When Green Arrow injured his arm and accidentally killed a sniper, it was Oliver Queen who had to forgive himself for breaking his code against killing in this story by Denny O'Neil, Neal Adams and Dick Giordano. Coming back from this most personal crisis became Green Arrow's finest hour!
Even though Superman and Wonder Woman have hooked up in the New 52, I'm still Team Lois. In "Wonder Woman: Mrs. Superman!" by Cary Bates, John Rosenberger and Vince Colletta, we see Lois fighting to get her man back from that Amazon, and the three of them have never been more fascinating!

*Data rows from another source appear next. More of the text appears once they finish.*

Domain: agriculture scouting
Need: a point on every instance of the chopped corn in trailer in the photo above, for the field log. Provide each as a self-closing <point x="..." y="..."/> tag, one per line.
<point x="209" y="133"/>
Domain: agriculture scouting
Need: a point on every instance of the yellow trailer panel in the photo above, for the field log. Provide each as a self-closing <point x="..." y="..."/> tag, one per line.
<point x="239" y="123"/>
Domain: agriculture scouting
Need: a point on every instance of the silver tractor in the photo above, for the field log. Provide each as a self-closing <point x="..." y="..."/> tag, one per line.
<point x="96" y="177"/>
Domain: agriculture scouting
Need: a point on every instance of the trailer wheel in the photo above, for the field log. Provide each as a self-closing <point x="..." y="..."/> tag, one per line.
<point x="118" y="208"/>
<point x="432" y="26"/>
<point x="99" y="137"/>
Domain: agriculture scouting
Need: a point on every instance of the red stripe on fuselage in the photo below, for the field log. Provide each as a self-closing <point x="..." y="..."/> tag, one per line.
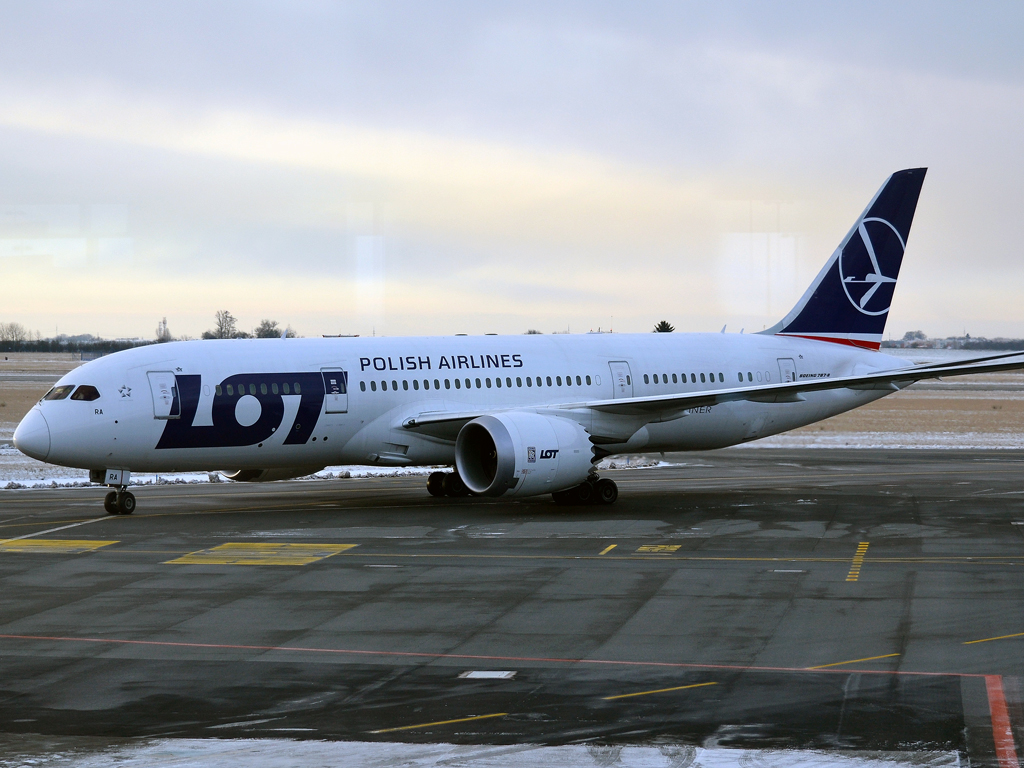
<point x="872" y="345"/>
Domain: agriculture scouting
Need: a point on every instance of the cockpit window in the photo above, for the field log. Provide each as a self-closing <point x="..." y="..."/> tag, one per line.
<point x="86" y="392"/>
<point x="58" y="393"/>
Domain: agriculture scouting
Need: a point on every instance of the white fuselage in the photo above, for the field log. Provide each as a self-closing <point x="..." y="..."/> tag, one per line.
<point x="392" y="380"/>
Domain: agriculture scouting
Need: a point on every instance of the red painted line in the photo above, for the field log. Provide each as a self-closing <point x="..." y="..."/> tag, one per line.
<point x="873" y="345"/>
<point x="1006" y="752"/>
<point x="476" y="656"/>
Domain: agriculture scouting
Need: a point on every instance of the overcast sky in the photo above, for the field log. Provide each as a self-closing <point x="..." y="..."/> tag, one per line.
<point x="473" y="167"/>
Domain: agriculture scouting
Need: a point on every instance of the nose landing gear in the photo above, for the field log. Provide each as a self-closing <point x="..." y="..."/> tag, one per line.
<point x="120" y="502"/>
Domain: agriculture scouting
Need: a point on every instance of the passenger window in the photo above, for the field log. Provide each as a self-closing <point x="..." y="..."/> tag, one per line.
<point x="86" y="392"/>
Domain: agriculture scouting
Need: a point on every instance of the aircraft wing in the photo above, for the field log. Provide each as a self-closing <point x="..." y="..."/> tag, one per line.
<point x="892" y="380"/>
<point x="445" y="425"/>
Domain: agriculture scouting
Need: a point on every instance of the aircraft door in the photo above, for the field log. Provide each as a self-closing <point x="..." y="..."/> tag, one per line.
<point x="166" y="401"/>
<point x="336" y="390"/>
<point x="787" y="369"/>
<point x="622" y="382"/>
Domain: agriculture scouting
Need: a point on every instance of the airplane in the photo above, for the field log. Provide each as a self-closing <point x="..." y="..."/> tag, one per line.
<point x="512" y="416"/>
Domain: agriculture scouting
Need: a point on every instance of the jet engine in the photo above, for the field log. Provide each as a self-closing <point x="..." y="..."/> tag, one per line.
<point x="267" y="475"/>
<point x="522" y="454"/>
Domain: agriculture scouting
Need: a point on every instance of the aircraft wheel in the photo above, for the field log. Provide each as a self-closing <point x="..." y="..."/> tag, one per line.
<point x="454" y="484"/>
<point x="607" y="492"/>
<point x="435" y="483"/>
<point x="584" y="493"/>
<point x="126" y="503"/>
<point x="563" y="498"/>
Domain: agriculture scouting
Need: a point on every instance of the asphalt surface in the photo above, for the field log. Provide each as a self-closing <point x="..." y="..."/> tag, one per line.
<point x="756" y="598"/>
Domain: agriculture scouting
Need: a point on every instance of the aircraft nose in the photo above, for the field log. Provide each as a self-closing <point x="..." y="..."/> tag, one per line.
<point x="33" y="435"/>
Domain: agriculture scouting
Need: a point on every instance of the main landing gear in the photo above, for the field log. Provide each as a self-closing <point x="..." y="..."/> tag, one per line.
<point x="592" y="491"/>
<point x="445" y="483"/>
<point x="120" y="502"/>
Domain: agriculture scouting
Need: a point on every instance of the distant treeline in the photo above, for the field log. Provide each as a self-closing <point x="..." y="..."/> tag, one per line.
<point x="960" y="343"/>
<point x="98" y="346"/>
<point x="993" y="344"/>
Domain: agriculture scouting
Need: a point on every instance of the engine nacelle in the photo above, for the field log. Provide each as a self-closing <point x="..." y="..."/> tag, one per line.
<point x="522" y="454"/>
<point x="268" y="475"/>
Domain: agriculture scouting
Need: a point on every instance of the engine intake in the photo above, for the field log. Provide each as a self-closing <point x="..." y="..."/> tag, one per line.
<point x="522" y="454"/>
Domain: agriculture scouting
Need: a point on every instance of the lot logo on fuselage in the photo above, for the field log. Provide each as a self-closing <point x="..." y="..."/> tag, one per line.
<point x="247" y="410"/>
<point x="869" y="264"/>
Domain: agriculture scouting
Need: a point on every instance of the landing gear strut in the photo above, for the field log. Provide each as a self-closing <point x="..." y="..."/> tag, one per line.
<point x="591" y="491"/>
<point x="120" y="502"/>
<point x="445" y="483"/>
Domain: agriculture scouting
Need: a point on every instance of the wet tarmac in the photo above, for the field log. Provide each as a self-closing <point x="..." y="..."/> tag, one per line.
<point x="847" y="600"/>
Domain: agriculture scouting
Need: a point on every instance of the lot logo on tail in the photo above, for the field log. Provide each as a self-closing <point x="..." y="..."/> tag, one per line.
<point x="867" y="262"/>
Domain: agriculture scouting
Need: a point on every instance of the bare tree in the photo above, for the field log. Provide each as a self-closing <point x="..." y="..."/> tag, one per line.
<point x="14" y="332"/>
<point x="266" y="330"/>
<point x="225" y="327"/>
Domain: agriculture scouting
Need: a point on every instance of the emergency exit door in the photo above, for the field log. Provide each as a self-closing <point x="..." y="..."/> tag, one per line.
<point x="786" y="369"/>
<point x="622" y="382"/>
<point x="336" y="390"/>
<point x="166" y="402"/>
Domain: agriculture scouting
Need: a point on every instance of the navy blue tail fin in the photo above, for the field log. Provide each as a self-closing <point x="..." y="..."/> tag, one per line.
<point x="848" y="302"/>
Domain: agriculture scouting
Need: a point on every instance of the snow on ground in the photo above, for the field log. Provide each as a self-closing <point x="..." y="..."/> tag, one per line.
<point x="284" y="754"/>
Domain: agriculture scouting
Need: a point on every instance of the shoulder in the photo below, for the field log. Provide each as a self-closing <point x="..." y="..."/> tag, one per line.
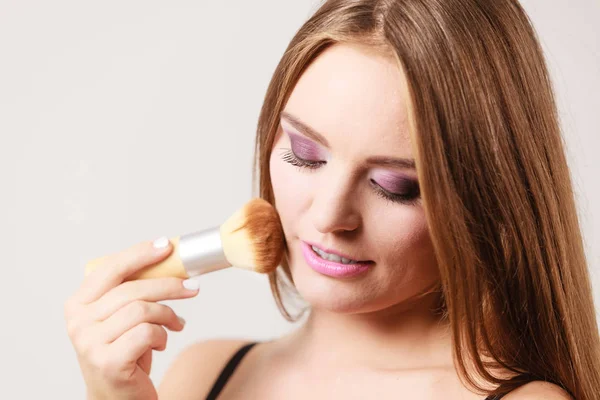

Batman is completely exhausted and takes a vacation to recuperate in "Red Water, Crimson Death!" by Denny O'Neil, Neal Adams and Dick Giordano. But Bruce Wayne comes across a young boy in trouble and finds himself drawn into a House Of Mystery which forces him to become Batman and do the right thing. Because heroism never takes a vacation, baby!
Wonder Woman lost her Amazon powers and fought crime as Diana Prince for awhile. Diana was captured by her mortal foe Doctor Cyber, whose face was destroyed and who wanted to do a face transplant using Wonder Woman's face! In "The Beauty Hater!" by Denny O'Neil and Dick Giordano (featuring a classic cover by the great Jeff Jones!), we get under the skin of the Amazing Amazon!
The JUSTICE LEAGUE movie has to have secrets between lovers, between colleagues, between the super hero and the larger society, because the secret identity is central to the concept of the super hero!